Papa Was a Rodeo

Photograph by Jose Padua
In those days when I was still a consumer
of other people’s hours, I watched as a dancer
in a strip joint held onto the pole, in the pale
yellow light of the stage, and started singing
wildly off key to “Lovely Day” by Bill Withers.

It was, perhaps, not kind of song you’d usually
hear at a strip joint. More often or not it would
be some raunchy rock and roll tune that you
couldn’t help but grunt to, like “You Shook
Me All Night Long,” and the smoothest

thing you’d ever hear would be along the lines of
“This feelin’s funk, that’s what it is, let it get
into you” from “Funkin’ for Jamaica.” So
to hear this Bill Withers tune that nearly
always picked me up from a bad sort of

funk, in the sleaziest strip joint downtown,
confused me more than a dozen watered down
cocktails could. I sat there several feet away
from the stage, watching the dancer, listening
to her horrible singing, and when she got

toward the end of the song where Bill Withers
sings the word “day” and holds the note for
what feels like half a minute, she held the note
just as long as Bill Withers did, her pitch
even more off than before and painful, too.

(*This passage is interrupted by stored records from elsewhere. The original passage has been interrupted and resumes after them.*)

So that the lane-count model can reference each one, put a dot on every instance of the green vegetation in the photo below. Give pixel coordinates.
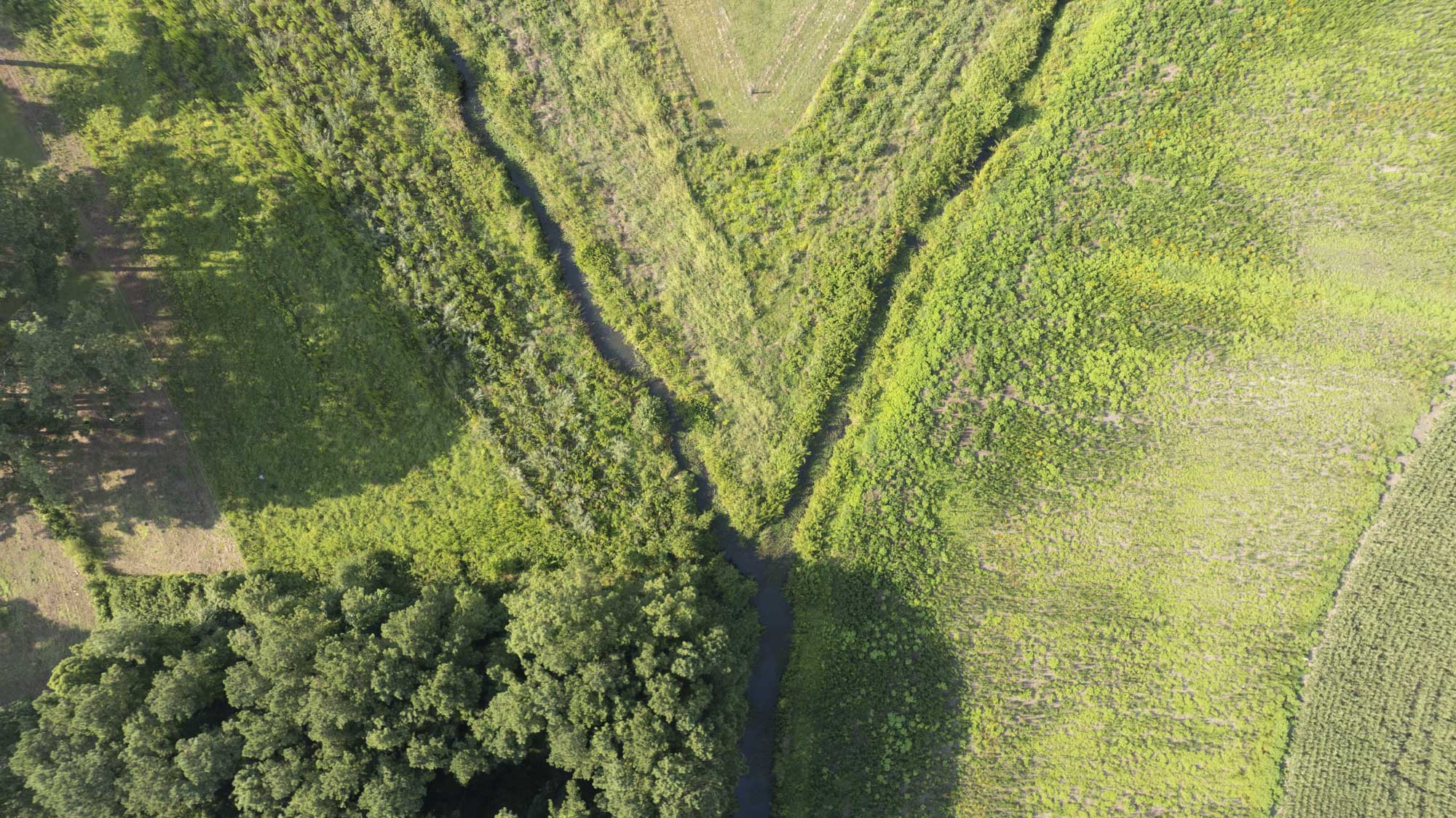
(378, 696)
(1132, 408)
(1375, 731)
(1068, 347)
(52, 352)
(15, 142)
(756, 65)
(746, 282)
(394, 365)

But like Columbus searching for a passage
to the East Indies and reaching America instead,
and bringing disease and enslaving its native
peoples, there’s something to be said about
a person’s mistakes and failures, and some-

times none of it’s good, and though I always
went downtown, rain or shine, I never went
to that dive strip joint again, though for the
dancer I’m sure it wasn’t so simple a choice,
and though she had opportunities to leave,

she had less than me, and more to lose. And
I’m trying to use my own hours now, and use
them wisely, as I stand up straight, stretch and
spin between old gray buildings and older
green mountains, seeking a sense of balance.